Mike Randolph, acclaimed chef at Publico and Randolfi's in the Delmar Loop in University City, in his restaurant Publico Tuesday, Dec. 13, 2016. Working with him are sous chef Bryan Russo, center, and Derek Graue, at the hearth. Photo by Karen Elshout
The James Beard Foundation on Thursday announced the semifinalists for its annual awards, the so-called “Oscars of the food world.” Four St. Louis-based chefs and two St. Louis restaurants are among the honorees.
Vicia is a semifinalist for “Best New Restaurant,” a nationwide category. The restaurant, from the married team of Michael and Tara Gallina, opened in March 2017 at 4260 Forest Park Avenue.
“It’s been an exciting day,” Tara Gallina said. “It was a goal we had set for ourselves since day one, but you can never expect it to happen.”

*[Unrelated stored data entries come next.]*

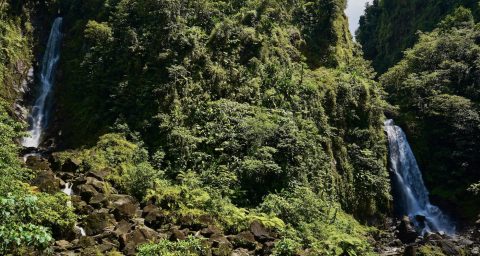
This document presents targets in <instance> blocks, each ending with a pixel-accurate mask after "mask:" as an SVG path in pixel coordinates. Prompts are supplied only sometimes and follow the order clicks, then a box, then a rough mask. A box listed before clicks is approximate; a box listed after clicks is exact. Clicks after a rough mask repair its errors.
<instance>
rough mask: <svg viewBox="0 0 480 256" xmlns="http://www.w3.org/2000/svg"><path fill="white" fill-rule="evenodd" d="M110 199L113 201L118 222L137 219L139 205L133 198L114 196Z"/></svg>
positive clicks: (112, 206)
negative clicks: (118, 221) (119, 220)
mask: <svg viewBox="0 0 480 256" xmlns="http://www.w3.org/2000/svg"><path fill="white" fill-rule="evenodd" d="M109 199H110V200H111V201H112V207H113V212H114V214H115V217H116V219H117V220H121V219H131V218H134V217H136V214H137V208H138V203H137V202H136V201H135V199H134V198H133V197H131V196H128V195H112V196H111V197H110V198H109Z"/></svg>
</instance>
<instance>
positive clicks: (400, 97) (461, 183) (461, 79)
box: [381, 8, 480, 217]
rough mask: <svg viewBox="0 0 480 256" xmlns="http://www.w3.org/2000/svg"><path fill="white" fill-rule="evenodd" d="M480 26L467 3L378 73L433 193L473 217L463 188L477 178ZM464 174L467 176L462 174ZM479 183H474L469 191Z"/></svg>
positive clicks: (471, 208) (440, 200) (445, 19)
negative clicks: (394, 107) (397, 106)
mask: <svg viewBox="0 0 480 256" xmlns="http://www.w3.org/2000/svg"><path fill="white" fill-rule="evenodd" d="M479 28H480V26H479V25H478V23H475V22H474V19H473V16H472V13H471V11H470V10H468V9H465V8H459V9H457V10H456V11H455V12H454V14H452V15H450V16H448V17H446V18H445V19H444V20H443V21H442V22H440V24H439V26H438V28H437V29H435V30H434V31H433V32H431V33H422V34H420V39H419V42H418V43H417V44H416V45H415V46H414V47H413V48H412V49H410V50H408V51H406V53H405V58H404V59H403V60H402V61H401V62H400V63H399V64H397V65H396V66H395V67H393V68H392V69H390V70H389V71H388V72H387V73H385V74H384V75H383V76H382V77H381V83H382V84H383V85H384V86H385V89H386V91H387V92H388V93H389V95H388V100H389V101H390V102H392V103H393V104H395V105H397V106H398V107H399V110H398V117H397V121H399V122H400V123H401V124H402V126H403V127H405V129H406V130H407V132H408V134H409V136H410V138H411V139H410V141H411V143H412V146H413V147H414V151H415V155H416V157H417V159H418V160H419V164H420V165H421V166H422V169H423V170H427V171H426V173H425V175H424V176H425V178H426V181H427V184H428V187H429V188H431V195H432V196H434V197H436V198H438V199H441V200H439V201H440V202H442V201H444V202H445V201H448V202H451V203H453V202H455V203H458V204H460V206H461V209H460V210H459V212H461V213H463V214H466V215H467V216H468V217H474V216H475V214H476V213H477V212H478V210H479V209H478V208H479V206H480V204H479V203H480V202H479V198H478V197H474V196H473V194H472V193H470V192H467V189H468V188H469V186H470V185H471V183H473V182H474V181H476V180H480V173H479V172H478V169H479V164H480V163H479V158H478V152H479V150H480V148H479V145H480V143H479V142H480V141H479V137H478V134H479V132H480V130H479V129H480V115H479V108H478V107H479V105H478V103H479V100H480V98H479V96H480V90H479V88H480V86H479V80H478V77H479V74H480V69H479V66H478V63H479V60H480V47H479V45H478V42H479V39H480V29H479ZM465 177H468V178H465ZM475 187H477V188H478V185H476V186H472V187H471V190H475Z"/></svg>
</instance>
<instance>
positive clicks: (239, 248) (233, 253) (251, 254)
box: [232, 248, 252, 256]
mask: <svg viewBox="0 0 480 256" xmlns="http://www.w3.org/2000/svg"><path fill="white" fill-rule="evenodd" d="M250 255H252V254H250V252H249V251H248V250H247V249H244V248H238V249H235V251H233V252H232V256H250Z"/></svg>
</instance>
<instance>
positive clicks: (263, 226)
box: [250, 220, 274, 242]
mask: <svg viewBox="0 0 480 256" xmlns="http://www.w3.org/2000/svg"><path fill="white" fill-rule="evenodd" d="M250 232H252V234H253V235H254V236H255V238H256V239H257V240H258V241H260V242H266V241H271V240H274V238H273V236H272V235H271V234H270V232H269V231H268V230H267V229H266V228H265V226H264V225H263V224H262V223H260V222H259V221H256V220H255V221H253V222H252V223H251V224H250Z"/></svg>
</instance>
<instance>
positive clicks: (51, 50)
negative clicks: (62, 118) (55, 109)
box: [22, 17, 62, 148]
mask: <svg viewBox="0 0 480 256" xmlns="http://www.w3.org/2000/svg"><path fill="white" fill-rule="evenodd" d="M61 26H62V18H61V17H58V18H56V19H55V21H54V22H53V26H52V29H51V31H50V36H49V38H48V44H47V48H46V50H45V53H44V55H43V60H42V66H41V74H40V91H39V93H38V98H37V99H36V101H35V104H34V105H33V107H32V110H31V112H30V116H29V118H28V121H29V125H30V128H29V131H28V132H29V136H27V137H25V138H23V141H22V145H23V146H24V147H34V148H36V147H38V146H39V145H40V140H41V137H42V133H43V131H44V129H45V128H46V127H47V125H48V118H49V114H50V105H51V102H50V101H51V92H52V87H53V84H54V80H55V71H56V69H57V64H58V61H59V60H60V43H61V40H62V33H61V31H60V28H61Z"/></svg>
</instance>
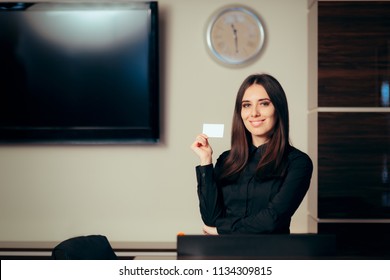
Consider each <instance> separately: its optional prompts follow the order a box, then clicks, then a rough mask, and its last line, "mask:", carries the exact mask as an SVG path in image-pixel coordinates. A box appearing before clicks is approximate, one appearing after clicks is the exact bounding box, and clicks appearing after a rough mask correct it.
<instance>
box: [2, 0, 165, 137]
mask: <svg viewBox="0 0 390 280" xmlns="http://www.w3.org/2000/svg"><path fill="white" fill-rule="evenodd" d="M158 141H159V75H158V5H157V2H128V3H126V2H118V3H115V2H114V3H110V2H107V3H102V2H99V3H70V2H68V3H58V2H56V3H42V2H39V3H31V2H29V3H0V142H1V143H21V142H22V143H125V142H129V143H134V142H153V143H156V142H158Z"/></svg>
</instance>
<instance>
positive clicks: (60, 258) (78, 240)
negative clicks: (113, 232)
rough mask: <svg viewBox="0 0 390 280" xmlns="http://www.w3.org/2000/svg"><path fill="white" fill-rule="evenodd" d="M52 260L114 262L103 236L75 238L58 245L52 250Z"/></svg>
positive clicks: (91, 235)
mask: <svg viewBox="0 0 390 280" xmlns="http://www.w3.org/2000/svg"><path fill="white" fill-rule="evenodd" d="M51 257H52V259H54V260H116V259H118V257H117V256H116V254H115V252H114V250H113V249H112V247H111V245H110V243H109V242H108V239H107V237H105V236H103V235H88V236H77V237H73V238H70V239H67V240H65V241H62V242H61V243H59V244H58V245H57V246H56V247H54V249H53V250H52V254H51Z"/></svg>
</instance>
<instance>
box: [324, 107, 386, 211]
mask: <svg viewBox="0 0 390 280" xmlns="http://www.w3.org/2000/svg"><path fill="white" fill-rule="evenodd" d="M389 167H390V113H341V112H320V113H319V114H318V216H319V218H359V219H363V218H390V178H389V170H390V168H389Z"/></svg>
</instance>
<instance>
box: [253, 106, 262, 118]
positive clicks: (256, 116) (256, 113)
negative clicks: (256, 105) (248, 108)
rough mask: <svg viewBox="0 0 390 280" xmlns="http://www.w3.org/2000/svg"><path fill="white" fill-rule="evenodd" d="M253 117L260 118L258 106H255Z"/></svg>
mask: <svg viewBox="0 0 390 280" xmlns="http://www.w3.org/2000/svg"><path fill="white" fill-rule="evenodd" d="M251 116H252V117H258V116H260V109H259V107H258V106H253V108H252V112H251Z"/></svg>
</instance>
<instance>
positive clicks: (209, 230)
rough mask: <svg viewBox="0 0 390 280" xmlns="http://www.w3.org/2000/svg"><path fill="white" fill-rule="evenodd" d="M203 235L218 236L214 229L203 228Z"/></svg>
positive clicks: (213, 227) (217, 231)
mask: <svg viewBox="0 0 390 280" xmlns="http://www.w3.org/2000/svg"><path fill="white" fill-rule="evenodd" d="M203 234H204V235H218V231H217V228H216V227H209V226H206V225H204V226H203Z"/></svg>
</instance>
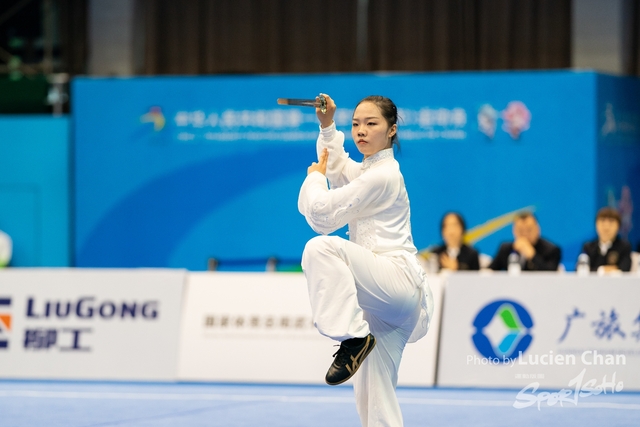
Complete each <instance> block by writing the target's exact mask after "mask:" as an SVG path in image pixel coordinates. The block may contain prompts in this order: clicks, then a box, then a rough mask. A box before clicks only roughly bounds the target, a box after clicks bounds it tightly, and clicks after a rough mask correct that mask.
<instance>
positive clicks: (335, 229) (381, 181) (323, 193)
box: [298, 124, 433, 342]
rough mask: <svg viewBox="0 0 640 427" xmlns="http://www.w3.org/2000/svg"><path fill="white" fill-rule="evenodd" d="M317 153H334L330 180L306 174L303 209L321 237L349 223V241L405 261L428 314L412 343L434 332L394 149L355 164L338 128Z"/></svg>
mask: <svg viewBox="0 0 640 427" xmlns="http://www.w3.org/2000/svg"><path fill="white" fill-rule="evenodd" d="M316 148H317V151H318V158H320V154H321V153H322V151H323V150H324V148H327V149H328V151H329V158H328V160H327V171H326V177H325V175H322V174H321V173H320V172H312V173H310V174H309V175H307V178H306V179H305V180H304V182H303V184H302V187H301V188H300V194H299V196H298V210H299V211H300V213H301V214H302V215H304V217H305V218H306V220H307V222H308V223H309V225H310V226H311V228H312V229H313V230H314V231H316V232H317V233H320V234H329V233H332V232H333V231H335V230H338V229H340V228H342V227H344V226H345V225H347V224H348V225H349V240H350V241H352V242H354V243H356V244H358V245H360V246H362V247H364V248H366V249H369V250H371V251H372V252H374V253H377V254H379V255H385V256H398V257H402V258H404V259H405V260H406V262H407V270H408V272H409V273H410V274H411V275H412V276H413V277H414V280H415V283H416V284H418V285H420V286H421V287H422V290H423V303H422V306H423V313H422V314H421V319H420V321H419V322H418V325H417V326H416V330H415V331H414V333H413V334H412V336H411V338H410V339H409V341H410V342H413V341H415V340H417V339H419V338H420V337H422V336H423V335H424V334H426V332H427V329H428V327H429V320H430V318H431V314H432V312H433V299H432V297H431V292H430V290H429V287H428V284H427V282H426V276H425V274H424V271H423V270H422V267H421V266H420V264H419V262H418V260H417V259H416V254H417V250H416V247H415V245H414V243H413V238H412V236H411V222H410V209H409V197H408V195H407V190H406V188H405V184H404V178H403V177H402V174H401V173H400V166H399V164H398V162H397V161H396V160H395V159H394V157H393V149H391V148H389V149H385V150H382V151H379V152H378V153H376V154H374V155H372V156H369V157H367V158H366V159H364V160H363V162H362V163H358V162H355V161H354V160H352V159H350V158H349V154H348V153H346V152H345V150H344V134H343V133H342V132H339V131H337V130H336V127H335V124H332V125H331V126H329V127H327V128H324V129H321V130H320V136H319V137H318V142H317V146H316ZM327 179H328V180H329V184H330V187H328V186H327ZM427 300H429V301H427Z"/></svg>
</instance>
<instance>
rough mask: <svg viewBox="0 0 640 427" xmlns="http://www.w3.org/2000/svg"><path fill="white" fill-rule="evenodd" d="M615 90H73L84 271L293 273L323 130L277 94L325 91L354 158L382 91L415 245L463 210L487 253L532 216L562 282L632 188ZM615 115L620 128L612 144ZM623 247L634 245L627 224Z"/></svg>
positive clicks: (491, 76)
mask: <svg viewBox="0 0 640 427" xmlns="http://www.w3.org/2000/svg"><path fill="white" fill-rule="evenodd" d="M616 91H618V92H622V93H624V92H625V91H626V92H629V91H636V92H638V83H637V81H636V80H624V79H615V78H612V77H606V78H605V76H599V75H597V74H595V73H592V72H564V71H563V72H535V73H531V72H515V73H514V72H511V73H452V74H391V75H373V74H367V75H323V76H319V75H318V76H315V75H311V76H233V77H231V76H221V77H179V78H163V77H158V78H132V79H89V78H82V79H76V80H75V81H74V83H73V91H72V93H73V96H74V99H73V102H74V110H75V114H74V121H75V122H74V130H75V142H76V150H75V153H76V154H75V155H76V158H75V168H76V170H75V178H76V179H75V182H76V188H75V198H76V199H75V209H76V211H75V245H76V264H77V265H78V266H81V267H137V266H148V267H182V268H188V269H191V270H204V269H206V267H207V259H208V258H210V257H216V258H219V259H222V260H225V259H226V260H230V259H252V258H267V257H270V256H275V257H278V258H281V259H292V260H299V259H300V256H301V252H302V249H303V247H304V244H305V242H306V241H307V240H308V239H310V238H311V237H312V236H313V235H314V233H313V232H312V231H311V230H310V229H309V227H308V225H307V224H306V222H305V220H304V218H303V217H302V216H301V215H300V214H299V213H298V211H297V196H298V190H299V187H300V184H301V183H302V181H303V180H304V177H305V175H306V169H307V166H308V165H309V164H310V163H311V162H312V161H315V160H316V155H315V140H316V138H317V134H318V124H317V119H316V117H315V114H314V111H313V109H310V108H304V107H287V106H280V105H277V104H276V98H278V97H291V98H311V97H314V96H316V95H317V94H318V93H319V92H324V93H328V94H330V95H331V96H332V97H333V98H334V99H335V100H336V103H337V104H338V111H337V113H336V118H335V119H336V123H337V125H338V128H339V129H340V130H343V131H344V132H345V133H346V134H347V142H346V145H347V149H348V151H349V152H350V153H351V155H352V157H353V158H354V159H356V160H358V161H359V160H361V158H362V156H361V155H360V154H359V153H358V152H357V150H356V149H355V146H354V144H353V141H352V140H351V137H350V124H351V114H352V111H353V108H354V107H355V105H356V104H357V102H358V101H359V100H360V99H362V98H363V97H365V96H367V95H371V94H381V95H385V96H388V97H390V98H391V99H393V100H394V101H395V102H396V104H397V105H398V107H399V112H400V116H401V117H402V121H401V123H400V130H399V137H400V141H401V144H402V150H401V152H400V153H398V154H397V156H396V158H397V159H398V161H399V162H400V165H401V169H402V172H403V174H404V176H405V181H406V185H407V189H408V191H409V196H410V199H411V208H412V224H413V233H414V240H415V242H416V244H417V245H418V249H424V248H427V247H428V246H430V245H432V244H435V243H439V242H440V236H439V221H440V218H441V216H442V215H443V214H444V213H445V212H446V211H448V210H456V211H459V212H461V213H462V214H463V216H464V217H465V218H466V220H467V224H468V227H469V228H470V229H471V234H470V237H472V238H473V241H474V244H475V245H476V247H477V248H478V249H480V250H481V252H484V253H487V254H489V255H493V254H494V253H495V251H496V250H497V247H498V245H499V243H500V242H501V241H504V240H508V239H510V238H511V228H510V223H509V214H510V213H512V212H514V211H517V210H520V209H526V208H528V209H533V210H535V212H536V215H537V216H538V218H539V220H540V223H541V226H542V234H543V236H545V237H546V238H548V239H550V240H552V241H553V242H555V243H557V244H559V245H560V246H561V247H562V249H563V262H564V263H565V265H566V266H567V268H569V269H571V268H573V266H574V263H575V259H576V257H577V255H578V251H579V249H580V246H581V244H582V243H583V241H585V240H587V239H589V238H591V237H592V236H593V234H594V215H595V212H596V211H597V208H598V207H600V206H601V205H604V204H607V203H609V199H608V198H607V196H605V195H603V192H611V193H612V194H613V196H611V197H613V199H615V200H613V199H612V200H613V201H614V202H615V203H620V200H622V199H623V198H624V197H627V196H628V199H629V201H631V200H632V196H633V195H634V194H638V192H639V191H640V187H639V182H638V181H639V180H638V174H637V170H636V174H635V175H634V174H633V172H632V171H633V168H637V166H638V163H639V159H640V154H639V146H638V138H637V129H636V128H635V127H634V128H632V129H631V128H627V127H625V126H627V125H625V123H627V122H629V123H631V122H633V123H632V124H636V123H637V120H636V119H637V117H638V113H639V111H638V102H637V99H639V98H638V97H637V96H636V97H635V100H636V101H633V102H632V105H631V104H629V103H628V102H627V104H629V105H627V104H624V105H623V99H622V98H623V97H620V96H613V95H612V96H608V95H609V94H611V93H614V92H616ZM609 105H610V107H609ZM611 111H613V113H611ZM607 114H609V116H611V114H613V115H614V116H615V117H616V118H615V119H614V120H617V122H616V124H617V127H616V128H615V130H611V131H609V132H608V133H606V134H605V133H604V131H603V130H602V129H603V126H605V123H609V126H611V119H609V122H607V117H609V116H607ZM628 126H631V124H628ZM607 129H608V128H607ZM619 135H622V136H623V137H624V138H622V139H624V141H623V142H619V141H618V139H620V138H618V136H619ZM616 138H618V139H616ZM625 138H626V139H625ZM616 141H618V142H616ZM625 141H626V142H625ZM620 157H623V158H624V159H625V165H624V167H622V168H620V167H618V166H617V165H616V164H615V163H616V162H618V159H619V158H620ZM611 170H613V171H616V176H615V177H614V176H610V175H611V174H610V171H611ZM605 187H606V189H605ZM624 188H627V190H623V189H624ZM623 191H627V192H628V194H627V193H625V194H627V196H624V195H623V194H622V193H621V192H623ZM607 194H609V193H607ZM622 203H623V205H624V202H622ZM629 215H630V216H629V221H631V222H633V221H632V219H633V218H632V217H633V215H636V214H633V213H631V214H629ZM636 216H637V215H636ZM638 223H640V222H638V219H636V224H638ZM344 232H345V230H340V231H338V232H337V233H338V234H339V235H342V236H344ZM625 233H627V235H628V236H630V237H631V238H637V237H638V233H637V229H633V228H632V226H631V225H630V226H629V229H628V230H627V229H625Z"/></svg>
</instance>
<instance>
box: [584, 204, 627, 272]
mask: <svg viewBox="0 0 640 427" xmlns="http://www.w3.org/2000/svg"><path fill="white" fill-rule="evenodd" d="M621 222H622V220H621V217H620V214H619V213H618V211H617V210H615V209H613V208H609V207H605V208H602V209H600V210H599V211H598V214H597V215H596V233H597V234H598V238H597V239H595V240H592V241H590V242H587V243H585V244H584V245H583V246H582V252H583V253H585V254H587V255H589V264H590V266H589V267H590V269H591V271H598V268H600V267H602V269H603V270H604V272H611V271H630V270H631V244H630V243H629V242H628V241H626V240H624V239H622V238H621V237H620V236H619V235H618V231H619V230H620V224H621Z"/></svg>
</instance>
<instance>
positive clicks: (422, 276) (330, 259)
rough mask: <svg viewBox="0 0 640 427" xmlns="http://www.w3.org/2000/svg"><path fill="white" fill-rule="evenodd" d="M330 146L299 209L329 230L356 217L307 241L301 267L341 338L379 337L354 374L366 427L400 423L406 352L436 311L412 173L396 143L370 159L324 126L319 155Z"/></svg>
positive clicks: (355, 385) (309, 178)
mask: <svg viewBox="0 0 640 427" xmlns="http://www.w3.org/2000/svg"><path fill="white" fill-rule="evenodd" d="M324 148H327V149H328V150H329V158H328V161H327V171H326V178H325V176H324V175H322V174H321V173H319V172H313V173H311V174H309V175H308V176H307V178H306V179H305V181H304V183H303V184H302V188H301V189H300V195H299V198H298V209H299V210H300V213H302V214H303V215H304V216H305V218H306V219H307V222H308V223H309V225H310V226H311V228H313V230H314V231H316V232H318V233H320V234H323V235H326V234H329V233H331V232H333V231H335V230H337V229H339V228H341V227H343V226H344V225H346V224H349V241H347V240H345V239H342V238H340V237H335V236H318V237H315V238H313V239H311V240H310V241H309V242H308V243H307V245H306V246H305V249H304V253H303V255H302V269H303V271H304V273H305V275H306V278H307V283H308V286H309V299H310V301H311V309H312V312H313V321H314V324H315V326H316V327H317V328H318V330H319V331H320V333H321V334H323V335H325V336H327V337H329V338H332V339H334V340H337V341H344V340H346V339H349V338H360V337H365V336H367V334H369V332H371V333H372V334H373V335H374V336H375V338H376V346H375V348H374V349H373V351H372V352H371V353H370V354H369V356H368V357H367V358H366V359H365V361H364V363H363V364H362V366H361V367H360V370H359V371H358V372H357V373H356V375H355V377H354V390H355V395H356V405H357V409H358V413H359V415H360V419H361V422H362V425H363V426H365V427H374V426H376V427H377V426H389V427H398V426H401V425H402V413H401V412H400V406H399V405H398V400H397V398H396V395H395V387H396V384H397V382H398V367H399V365H400V360H401V358H402V351H403V350H404V346H405V344H406V343H407V342H413V341H416V340H417V339H419V338H421V337H422V336H424V335H425V334H426V333H427V329H428V328H429V320H430V318H431V314H432V312H433V298H432V296H431V292H430V290H429V286H428V284H427V281H426V276H425V274H424V271H423V270H422V268H421V266H420V264H419V262H418V260H417V259H416V253H417V250H416V247H415V246H414V244H413V239H412V237H411V225H410V220H409V217H410V213H409V198H408V196H407V191H406V189H405V185H404V179H403V177H402V174H401V173H400V167H399V165H398V162H396V160H395V159H394V157H393V149H386V150H382V151H380V152H378V153H376V154H374V155H373V156H370V157H368V158H366V159H365V160H364V161H363V162H362V163H357V162H355V161H353V160H351V159H350V158H349V155H348V154H347V153H346V152H345V151H344V134H343V133H342V132H338V131H336V128H335V124H332V125H331V126H329V127H327V128H325V129H321V132H320V136H319V138H318V144H317V150H318V157H319V156H320V153H321V152H322V150H323V149H324ZM327 179H328V180H329V183H330V186H331V189H329V187H327Z"/></svg>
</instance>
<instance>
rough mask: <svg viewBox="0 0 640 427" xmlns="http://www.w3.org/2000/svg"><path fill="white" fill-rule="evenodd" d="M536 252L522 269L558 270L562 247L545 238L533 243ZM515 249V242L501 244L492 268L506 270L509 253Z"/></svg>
mask: <svg viewBox="0 0 640 427" xmlns="http://www.w3.org/2000/svg"><path fill="white" fill-rule="evenodd" d="M533 247H534V248H535V250H536V254H535V256H534V257H533V258H531V259H530V260H528V261H527V262H526V263H525V264H524V266H523V267H522V270H524V271H556V270H557V269H558V264H560V248H559V247H557V246H556V245H554V244H553V243H551V242H550V241H548V240H545V239H543V238H540V239H538V242H537V243H536V244H535V245H533ZM512 252H515V251H514V250H513V242H507V243H503V244H502V245H500V249H499V250H498V254H497V255H496V256H495V258H493V261H491V265H490V266H489V268H490V269H492V270H506V269H507V267H508V266H509V255H511V253H512Z"/></svg>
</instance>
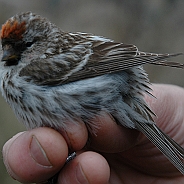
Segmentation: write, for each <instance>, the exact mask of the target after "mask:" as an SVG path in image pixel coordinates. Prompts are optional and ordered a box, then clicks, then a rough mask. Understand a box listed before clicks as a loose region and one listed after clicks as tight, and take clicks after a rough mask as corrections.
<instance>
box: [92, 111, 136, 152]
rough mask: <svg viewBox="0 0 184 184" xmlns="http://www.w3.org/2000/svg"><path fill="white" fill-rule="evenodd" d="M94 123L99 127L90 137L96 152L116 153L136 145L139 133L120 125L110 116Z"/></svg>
mask: <svg viewBox="0 0 184 184" xmlns="http://www.w3.org/2000/svg"><path fill="white" fill-rule="evenodd" d="M93 121H94V122H95V124H98V125H99V129H98V131H97V132H96V134H92V135H91V136H90V145H91V146H92V147H93V148H94V149H95V150H98V151H102V152H108V153H113V152H114V153H116V152H121V151H124V150H126V149H128V148H130V147H132V146H134V145H135V144H136V142H137V138H138V136H139V132H138V131H137V130H132V129H128V128H125V127H123V126H121V125H118V124H117V122H116V121H115V120H114V119H113V118H112V117H111V116H110V115H108V114H103V115H101V116H100V117H97V118H95V119H94V120H93Z"/></svg>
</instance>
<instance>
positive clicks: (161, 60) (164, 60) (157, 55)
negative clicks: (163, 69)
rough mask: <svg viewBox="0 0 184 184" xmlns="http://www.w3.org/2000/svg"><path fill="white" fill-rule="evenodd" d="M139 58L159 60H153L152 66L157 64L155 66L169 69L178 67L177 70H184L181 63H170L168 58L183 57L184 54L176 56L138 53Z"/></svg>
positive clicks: (146, 53) (177, 54) (172, 61)
mask: <svg viewBox="0 0 184 184" xmlns="http://www.w3.org/2000/svg"><path fill="white" fill-rule="evenodd" d="M138 55H139V56H144V57H151V58H154V57H155V58H157V59H155V60H154V59H152V60H151V62H150V64H155V65H162V66H169V67H176V68H182V69H184V64H183V63H179V62H175V61H174V62H173V61H168V60H167V58H171V57H176V56H180V55H183V53H176V54H155V53H147V52H138Z"/></svg>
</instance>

“We’ve worked very hard to build a very wonderful team of staff,” Gallina said, adding that she was happy to be receiving national recognition for their menu “celebrating what food in the Midwest is all about.”
Downtown institution Tony’s is a semifinalist for “Outstanding Service,” another nationwide category.
This is the restaurant’s first appearance as a James Beard Awards semifinalist.
Four St. Louis chefs are semifinalists for “Best Chef: Midwest”: Ben Grupe of Elaia, Lona Luo of Lona’s Lil Eats, Mike Randolph of Privado and Ashley Shelton of Sardella.
This is Randolph’s third consecutive year as a semifinalist in the Midwest category. (He previously was listed under his restaurant Público.)
Grupe, Luo and Shelton are first-time semifinalists in the category, though Shelton was a semifinalist last year in the national “Rising Star Chef of the Year” category.